This three-volume set includes A Companion to the American West, A Companion to California History, and A Companion to Los Angeles.
A Companion to the American West is a rigorous, illuminating introduction to the history of the American West. Twenty-five essays by expert scholars synthesize the best and most provocative work in the field. Combining a comprehensive overview with historiography, the Companion covers such topics as industrialism, women, Native Americans, exploration, religion, politics, and art. The essays are lively, well written, and suited to the student, scholar, and all interested readers of the history of the American West.
A Companion to California History is an innovative, thorough introduction to the history and culture of California. Written by both senior scholars and new voices in the field, the essays range widely across perspectives, including political, social, economic, and environmental history. The volume's unique structure pairs and groups essays that are similar in approach and conception so they work both as individual pieces and also as companions to each other throughout the text.
A Companion to Los Angeles is a unique study of America's second largest city, and the first Companion devoted to a single metropolis. The volume consists of 25 essays, each an original contribution by a writer or scholar, which collectively assess the best and most important work to date on the complex history of Los Angeles. Instead of organizing the essays around discrete, time-specific events, the editors focus on critical themes and broad multi-disciplinary topics which span different periods and generations, including demography, social unrest, politics, popular culture, architecture, and urban studies. Together, the contributions constitute a lively and informed introduction to a history as fascinating as it is complex.
About the Author: William Deverell is Professor of History at the University of Southern California and Director of the Huntington-USC Institute on California and the West. He is a historian of the nineteenth- and twentieth-century American West. His recent publications include Whitewashed Adobe: The Rise of Los Angeles and the Remaking of Its Mexican Past (2004). He has also co-edited Land of Sunshine: An Environmental History of Metropolitan Los Angeles (2005), Metropolis in the Making: Los Angeles in the 1920s (2001), and The West in the History of the Nation (2000).
David Igler is Associate Professor of History at University of California, Irvine. He is the author of Industrial Cowboys: Miller & Lux and the Transformation of the Far West, 1850-1920 (2001) and co-editor (with Clark Davis) of The Human Tradition in California (2002).
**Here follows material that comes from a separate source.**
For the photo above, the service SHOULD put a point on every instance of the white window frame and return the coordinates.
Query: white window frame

He has published articles in the numerous history journals, including the American Historical Review, the Pacific Historical Review, Environmental History, and the Journal of Urban History.
Greg Hise is Professor of History at the University of Nevada, Las Vegas. He studies the economies, architecture, and planning of United States cities. He is the author of Magnetic Los Angeles: Planning the Twentieth-Century Metropolis (1997), co-author of Eden by Design: The 1930 Olmsted-Bartholomew Plan for the Los Angeles Region (2000), and co-editor of Land of Sunshine: An Environmental History of Metropolitan Los Angeles (2005), and Rethinking Los Angeles (1996).